I was concerned that it would limit itself to whatever room the cube was in, but it scooted merrily off into a hallway and into my bedroom, from which I was sure it would not return. But it did, with a grill full of dust bunnies, and continued its job. It’ll return to the same place you left it when it feels it’s done.

So far, so narrative. But does it work? Depends on what you need it to do. I have a medium-sized one-bedroom apartment with hardwood floors, and since I live in the city, I get a fair amount of dust and lint traffic through my windows and off my bags, coats, etc. I try to sweep, but I end up throwing a lot into the air, and of course it takes ages if you’re thorough like me. I had just swept when I got the Mint, and on its first sweep it brought back so much treasure (i.e. dust and fuzz) that I questioned my cleaning ability. Since then I’ve run it every few days and it regularly comes back with a good amount of dust. If you have a dust allergy like me, or simply don’t like the idea of billions of dust mites mating all over your apartment, the Mint is right up your alley.

It navigates quite well, though there is also disappointment there: it doesn’t actually “remember” the layout of your place. That would have been awesome. No, it starts from scratch every time, building a map and cleaning however it thinks best. Its compact body and square shape let it get right along the edges of walls, where dust bunnies tend to congregate, and at 3″ tall it’s short enough to get under most couches. I found that the two things that gave it grief in my apartment were cords running along the floor and my desk chair, which has a part exactly at the height required to trap the robot.

One thing to note: this little guy actually has some torque, and was pushing a small trash can around like it was nothing. There’s a risk that light or small decorations or containers could be knocked over, though the robot was gentle as a rule with table legs and walls (no need to worry about marks). It also will push open doors that aren’t actually closed. A virtual wall or something would have been nice.

I don’t have any rugs or carpeted rooms, but I know many others do, and it’s worth saying that as long as this guy can navigate around them, it will simply treat them as “walls,” but will not clean them. I suspect it might leave a few dustballs on the tassels.

The mopping function is… well, I wouldn’t call it mopping. It’s rubbing with a damp cloth. Sometimes that’s a good thing, but it’s not going to pick up dried coffee stains or anything. Using a different cloth and a more scrubby pattern makes it good for wiping down kitchen floors that may be tacky from drops of juice and such, but it doesn’t have nearly the mopping power of a Scooba (of course, it’s simpler and cheaper as well).

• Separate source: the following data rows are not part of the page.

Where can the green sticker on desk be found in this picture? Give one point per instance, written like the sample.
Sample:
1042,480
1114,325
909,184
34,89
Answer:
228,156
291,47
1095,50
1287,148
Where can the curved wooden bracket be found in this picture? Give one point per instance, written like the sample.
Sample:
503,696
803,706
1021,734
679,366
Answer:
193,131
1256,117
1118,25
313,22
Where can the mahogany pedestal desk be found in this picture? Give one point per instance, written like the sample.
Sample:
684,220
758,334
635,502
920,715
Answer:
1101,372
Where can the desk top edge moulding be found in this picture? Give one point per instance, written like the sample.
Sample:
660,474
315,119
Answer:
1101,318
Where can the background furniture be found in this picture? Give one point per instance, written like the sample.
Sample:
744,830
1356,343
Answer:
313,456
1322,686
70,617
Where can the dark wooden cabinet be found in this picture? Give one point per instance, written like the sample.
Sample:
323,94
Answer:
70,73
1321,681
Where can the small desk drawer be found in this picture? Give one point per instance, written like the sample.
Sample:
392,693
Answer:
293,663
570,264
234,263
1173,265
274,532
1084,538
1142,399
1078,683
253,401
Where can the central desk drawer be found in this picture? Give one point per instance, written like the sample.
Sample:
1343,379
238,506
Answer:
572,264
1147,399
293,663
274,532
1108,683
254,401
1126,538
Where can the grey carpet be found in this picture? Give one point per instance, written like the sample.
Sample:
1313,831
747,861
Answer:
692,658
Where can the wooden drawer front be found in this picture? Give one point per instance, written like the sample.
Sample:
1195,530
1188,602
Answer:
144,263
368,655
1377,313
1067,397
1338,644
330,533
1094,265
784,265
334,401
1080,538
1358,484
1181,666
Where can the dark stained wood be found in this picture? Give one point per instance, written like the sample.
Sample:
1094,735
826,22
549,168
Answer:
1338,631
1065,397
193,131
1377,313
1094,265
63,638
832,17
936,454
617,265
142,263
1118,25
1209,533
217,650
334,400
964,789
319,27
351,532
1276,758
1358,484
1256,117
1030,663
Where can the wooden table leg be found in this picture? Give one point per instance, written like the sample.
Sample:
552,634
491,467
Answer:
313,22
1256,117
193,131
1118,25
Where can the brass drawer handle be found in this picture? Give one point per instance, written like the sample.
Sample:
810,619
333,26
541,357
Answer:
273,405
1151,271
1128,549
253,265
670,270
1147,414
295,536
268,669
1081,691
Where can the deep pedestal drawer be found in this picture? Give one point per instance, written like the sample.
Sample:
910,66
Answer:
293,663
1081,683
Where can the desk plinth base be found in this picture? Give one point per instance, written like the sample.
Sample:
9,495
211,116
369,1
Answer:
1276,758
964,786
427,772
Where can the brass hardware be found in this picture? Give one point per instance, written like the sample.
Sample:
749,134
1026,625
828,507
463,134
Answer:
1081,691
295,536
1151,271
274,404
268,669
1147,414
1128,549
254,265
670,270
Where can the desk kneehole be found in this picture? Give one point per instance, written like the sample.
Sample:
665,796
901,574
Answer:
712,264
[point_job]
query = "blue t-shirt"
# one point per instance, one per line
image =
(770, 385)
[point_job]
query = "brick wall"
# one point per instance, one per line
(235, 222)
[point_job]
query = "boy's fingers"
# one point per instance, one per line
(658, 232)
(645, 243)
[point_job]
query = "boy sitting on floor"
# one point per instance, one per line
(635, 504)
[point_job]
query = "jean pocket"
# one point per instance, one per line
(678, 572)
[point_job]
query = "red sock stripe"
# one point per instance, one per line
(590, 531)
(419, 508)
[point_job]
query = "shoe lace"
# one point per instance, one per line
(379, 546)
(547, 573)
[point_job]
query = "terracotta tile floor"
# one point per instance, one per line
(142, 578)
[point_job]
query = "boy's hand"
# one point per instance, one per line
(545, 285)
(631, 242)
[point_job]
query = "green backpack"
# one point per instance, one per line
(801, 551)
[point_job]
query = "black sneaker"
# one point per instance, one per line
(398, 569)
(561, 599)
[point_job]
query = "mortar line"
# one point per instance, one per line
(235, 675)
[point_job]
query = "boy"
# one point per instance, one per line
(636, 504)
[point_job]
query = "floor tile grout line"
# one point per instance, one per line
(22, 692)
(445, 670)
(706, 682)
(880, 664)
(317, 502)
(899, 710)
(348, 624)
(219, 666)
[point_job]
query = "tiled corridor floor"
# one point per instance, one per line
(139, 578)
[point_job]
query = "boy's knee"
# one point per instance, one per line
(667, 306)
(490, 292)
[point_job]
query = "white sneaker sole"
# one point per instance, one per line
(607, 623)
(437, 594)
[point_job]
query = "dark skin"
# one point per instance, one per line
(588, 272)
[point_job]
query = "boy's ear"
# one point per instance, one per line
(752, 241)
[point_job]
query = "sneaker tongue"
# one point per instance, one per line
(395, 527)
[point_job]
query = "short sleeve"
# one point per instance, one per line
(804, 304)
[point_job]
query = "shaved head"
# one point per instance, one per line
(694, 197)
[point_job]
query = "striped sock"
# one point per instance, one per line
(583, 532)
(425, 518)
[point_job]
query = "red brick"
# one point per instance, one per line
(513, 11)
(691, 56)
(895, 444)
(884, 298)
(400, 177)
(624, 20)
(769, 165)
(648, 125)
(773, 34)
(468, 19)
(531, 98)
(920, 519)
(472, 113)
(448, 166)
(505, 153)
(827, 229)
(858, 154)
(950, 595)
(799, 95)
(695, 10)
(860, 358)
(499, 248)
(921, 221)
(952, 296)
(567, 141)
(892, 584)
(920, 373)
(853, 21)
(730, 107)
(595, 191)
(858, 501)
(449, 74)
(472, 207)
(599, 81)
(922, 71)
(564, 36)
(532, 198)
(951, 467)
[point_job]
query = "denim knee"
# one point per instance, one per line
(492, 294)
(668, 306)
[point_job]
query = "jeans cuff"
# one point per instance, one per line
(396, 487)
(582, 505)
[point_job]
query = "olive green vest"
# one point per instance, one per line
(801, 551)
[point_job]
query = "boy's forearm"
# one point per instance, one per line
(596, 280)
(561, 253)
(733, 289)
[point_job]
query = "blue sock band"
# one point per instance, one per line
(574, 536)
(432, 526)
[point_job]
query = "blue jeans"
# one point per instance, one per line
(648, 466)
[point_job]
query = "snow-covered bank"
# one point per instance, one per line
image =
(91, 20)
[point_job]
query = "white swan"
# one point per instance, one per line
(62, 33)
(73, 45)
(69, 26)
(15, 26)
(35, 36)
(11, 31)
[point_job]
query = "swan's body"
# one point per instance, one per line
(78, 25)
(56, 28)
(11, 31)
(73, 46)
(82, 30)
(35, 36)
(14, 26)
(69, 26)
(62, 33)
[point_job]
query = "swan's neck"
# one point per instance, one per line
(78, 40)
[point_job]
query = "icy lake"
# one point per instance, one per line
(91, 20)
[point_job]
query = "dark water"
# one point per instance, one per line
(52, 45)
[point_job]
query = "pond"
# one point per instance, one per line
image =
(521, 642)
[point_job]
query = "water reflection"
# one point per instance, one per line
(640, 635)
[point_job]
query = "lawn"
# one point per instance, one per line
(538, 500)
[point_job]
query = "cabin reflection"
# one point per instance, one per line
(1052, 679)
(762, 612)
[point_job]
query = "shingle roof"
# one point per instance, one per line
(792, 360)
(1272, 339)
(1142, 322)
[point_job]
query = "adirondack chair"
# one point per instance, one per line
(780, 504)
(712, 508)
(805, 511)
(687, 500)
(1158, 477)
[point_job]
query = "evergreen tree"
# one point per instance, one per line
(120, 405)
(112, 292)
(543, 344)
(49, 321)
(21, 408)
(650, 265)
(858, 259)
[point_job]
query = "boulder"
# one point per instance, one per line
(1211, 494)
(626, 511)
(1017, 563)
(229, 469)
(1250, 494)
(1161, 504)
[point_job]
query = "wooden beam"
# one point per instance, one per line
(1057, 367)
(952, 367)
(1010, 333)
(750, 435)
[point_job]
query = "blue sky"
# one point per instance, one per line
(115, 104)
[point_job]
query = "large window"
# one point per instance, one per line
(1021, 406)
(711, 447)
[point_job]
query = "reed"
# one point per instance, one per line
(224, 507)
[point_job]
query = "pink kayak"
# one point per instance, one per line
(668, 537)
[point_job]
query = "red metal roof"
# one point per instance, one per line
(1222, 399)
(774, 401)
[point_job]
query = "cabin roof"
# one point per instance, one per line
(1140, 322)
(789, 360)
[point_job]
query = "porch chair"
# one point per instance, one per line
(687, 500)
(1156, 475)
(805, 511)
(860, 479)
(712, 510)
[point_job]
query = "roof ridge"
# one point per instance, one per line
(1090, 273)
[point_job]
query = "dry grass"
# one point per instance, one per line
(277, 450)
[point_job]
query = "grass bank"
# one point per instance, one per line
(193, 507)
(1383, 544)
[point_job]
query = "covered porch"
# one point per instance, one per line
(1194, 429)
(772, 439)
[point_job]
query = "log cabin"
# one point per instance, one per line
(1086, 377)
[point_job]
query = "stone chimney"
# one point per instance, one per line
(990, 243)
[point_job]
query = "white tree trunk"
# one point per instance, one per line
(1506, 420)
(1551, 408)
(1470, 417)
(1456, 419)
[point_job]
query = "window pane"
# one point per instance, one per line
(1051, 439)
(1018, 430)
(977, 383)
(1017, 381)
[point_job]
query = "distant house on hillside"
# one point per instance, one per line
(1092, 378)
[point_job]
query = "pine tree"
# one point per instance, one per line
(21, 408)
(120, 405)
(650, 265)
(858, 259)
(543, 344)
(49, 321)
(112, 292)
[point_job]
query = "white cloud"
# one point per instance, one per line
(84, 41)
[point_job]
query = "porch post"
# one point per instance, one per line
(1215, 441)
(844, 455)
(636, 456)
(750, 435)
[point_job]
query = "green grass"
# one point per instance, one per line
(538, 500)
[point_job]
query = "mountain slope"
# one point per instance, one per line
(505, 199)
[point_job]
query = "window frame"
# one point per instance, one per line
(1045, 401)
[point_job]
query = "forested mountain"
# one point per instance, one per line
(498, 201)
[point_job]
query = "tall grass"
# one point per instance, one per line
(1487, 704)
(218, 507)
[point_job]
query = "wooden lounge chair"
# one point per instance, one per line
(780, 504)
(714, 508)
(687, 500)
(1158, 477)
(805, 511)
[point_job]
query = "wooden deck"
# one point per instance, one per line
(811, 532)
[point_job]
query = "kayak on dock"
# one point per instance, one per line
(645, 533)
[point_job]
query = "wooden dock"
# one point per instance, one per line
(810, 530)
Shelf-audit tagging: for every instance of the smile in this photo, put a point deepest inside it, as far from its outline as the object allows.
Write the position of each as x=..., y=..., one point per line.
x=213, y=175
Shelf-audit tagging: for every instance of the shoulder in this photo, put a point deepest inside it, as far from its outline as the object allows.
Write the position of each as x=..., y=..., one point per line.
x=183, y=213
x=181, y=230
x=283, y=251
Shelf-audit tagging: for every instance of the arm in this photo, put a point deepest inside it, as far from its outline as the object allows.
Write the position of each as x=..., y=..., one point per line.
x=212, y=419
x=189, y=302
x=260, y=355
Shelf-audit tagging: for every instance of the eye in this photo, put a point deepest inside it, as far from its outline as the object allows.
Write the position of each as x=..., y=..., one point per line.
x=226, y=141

The Mint lasts about 3 hours on a charge according to the manual, which seemed about right to me. It moves pretty quickly, and managed to sweep my place twice and mop the kitchen twice before running down. Charging could be prettier: the plug is on the Mint’s underside, so it has to sit on its head or lie on its back while charging. Not nearly as cool as the other robots’ automatic charging stations. The Mint does have a little handle, though, so you don’t have to pick it up by the “filthy rag” or “grit-covered wheels” components.

Another thing Mint lacks is the ability to schedule, though of course that wouldn’t make much sense when you have to change its little cloth. This isn’t a “set it and forget it” type of device, it’s one that does 90% of your work for you, but still needs a hand every once in a while.

Conclusion

While it’s not as powerful or automatic as the Roomba or Neato, I guarantee that the Mint is a valuable little device. Because it uses cloth, it picks up a huge amount of dust that even vacuum cleaners would miss, and it navigates intelligently enough that you don’t have to worry about whether a part of the room will be neglected. That said, it also requires more from the user: a conscious “time to get out the robot” effort and constant replacing or washing of the cloths might be too great a sacrifice of convenience for people who want a truly hands-off cleaning bot. But for a guy like me, who has all wood floors and whose priority is eliminating dust, and who doesn’t mind a little light maintenance, it’s a great option.